Pilkada (pemilihan kepada daerah) bukan hanya menyedot perhatian publik. Tapi menyisakan trauma politik di masyarakat. Kompetisi politik yang harusnya demokratis kemudian berubah jadi ajang perseteruan lawan politik. Saling melempar makian, tukar-menukar kebencian. Hingga menyeret publik ke dalam arus permusuhan sosial. Itulah realitas yang pernah terjadi di pilkada DKI Jakarta tahun 2017 lampau. Tidak terbantahkan, pilkada telah mengubah konstruksi sosial jadi menegangkan, menyeramkan. Hingga pemenang pilkada ditetapkan pun media sosial tetap ramai dan politik identitas malah makin menguat. Apa yang salah dengan pilkada?
Hari ini, 9 Desember 2020, tidak kurang dari 270 daerah di Indonesia menggelar pilkada
serentak. Pemilihan kepada darerah di 9 provinsi, 224 kabupaten, dan 37 kota.
Semoga saja, proses demokrasi itu berjalan lancar. Dan siapapun yang terlibat, akhirnya
mampu berjiwa besar untuk menerima hasilnya. Siapapun yang menang, semuanya
dapat bersatu untuk membangun daerahnya bersama-sama.
Tidak bisa dipungkiri, pilkada kadang menyisakan trauma.
Kamu plih siapa? Kamu dukung
siapa? Itulah pertanyaan yang paling menakutkan. Dijawab salah, tidak dijawab
jadi fitnah. Kompetisi antar paslon (pasangan calon) pun berubah jadi
perseteruan antarpendukung, antarsimpatisan. Sontak media sosial memanas.
Saling menghujat, saling mencari kesalahan. Lalu, berujung tidak menerima hasil
perhitungan suara. Rivalitas yang terus berlanjut di masyarakat. Pilkada malah
menebar trauma politik. Sebut saja, akibat politik identitas di Pilkada DKI Jakarta tahun
2017 lalu, hingga saat ini dampaknya masih dirasakan masyarakat luas.
Keterbelahan publik pun masih belum dapat dihilangkan. Sampai sekarang, luka
politik itu belum bisa sembuh.
Gara-gara Pilkada. Berapa
banyak pertemanan yang terputus di tengah jalan. Pilkada yang jadi sebab mem-blokir
teman di medsos, kawan yang keluar dari grup WA. Akibat perbedaan pilihan
politik, kawan pun berubah jadi lawan.
Bagi Sebagian masyarakat, Pilkada bisa jadi momen yang
mengerikan. Saat mereka “dipaksa” untuk mendukung atau membenci paslon tertentu.

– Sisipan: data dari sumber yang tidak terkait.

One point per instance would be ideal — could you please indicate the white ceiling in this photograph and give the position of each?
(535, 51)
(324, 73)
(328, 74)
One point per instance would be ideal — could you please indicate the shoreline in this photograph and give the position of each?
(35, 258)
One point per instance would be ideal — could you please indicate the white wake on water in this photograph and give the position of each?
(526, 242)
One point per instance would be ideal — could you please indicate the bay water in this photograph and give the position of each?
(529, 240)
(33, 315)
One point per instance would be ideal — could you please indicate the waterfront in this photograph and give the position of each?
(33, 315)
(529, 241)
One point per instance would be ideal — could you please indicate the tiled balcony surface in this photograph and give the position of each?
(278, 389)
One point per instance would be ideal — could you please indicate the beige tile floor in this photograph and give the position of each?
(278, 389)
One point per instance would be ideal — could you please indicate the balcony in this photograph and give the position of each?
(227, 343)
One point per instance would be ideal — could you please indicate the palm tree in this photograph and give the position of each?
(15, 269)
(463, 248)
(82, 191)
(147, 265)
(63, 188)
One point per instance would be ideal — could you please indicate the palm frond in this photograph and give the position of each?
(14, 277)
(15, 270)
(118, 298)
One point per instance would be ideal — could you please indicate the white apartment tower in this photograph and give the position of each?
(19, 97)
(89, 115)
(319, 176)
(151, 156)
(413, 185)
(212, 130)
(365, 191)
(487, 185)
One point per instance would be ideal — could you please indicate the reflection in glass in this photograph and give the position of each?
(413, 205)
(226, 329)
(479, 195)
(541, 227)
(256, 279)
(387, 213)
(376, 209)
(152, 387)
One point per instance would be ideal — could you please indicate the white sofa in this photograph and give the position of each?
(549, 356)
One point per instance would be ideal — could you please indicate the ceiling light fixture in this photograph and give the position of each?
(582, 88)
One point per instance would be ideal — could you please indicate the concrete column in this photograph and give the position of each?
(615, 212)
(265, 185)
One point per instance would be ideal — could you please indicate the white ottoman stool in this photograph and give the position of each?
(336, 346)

Bebas memilih, namun dipaksa mendukung paslon tertentu. Akibat pendukung yang
meng-intimidasi, akibat arogansi simpatisan. Pilkada katanya, tapi realitasnya “dipaksa
untuk berpihak”. Media sosial dijadikan alat untuk menjelekkan lawan politik. Kampanye
yang bertumpu pada kelemahan figur paslon. Bukan visi dan konsep memajukan daerah.
Ditambah politik uang, pilkada jadi semakin paripurna. Bilangnya tidak memaksa,
tapi dipaksa berpihak.
Maka pesan penting di Pilkada serentak kali ini.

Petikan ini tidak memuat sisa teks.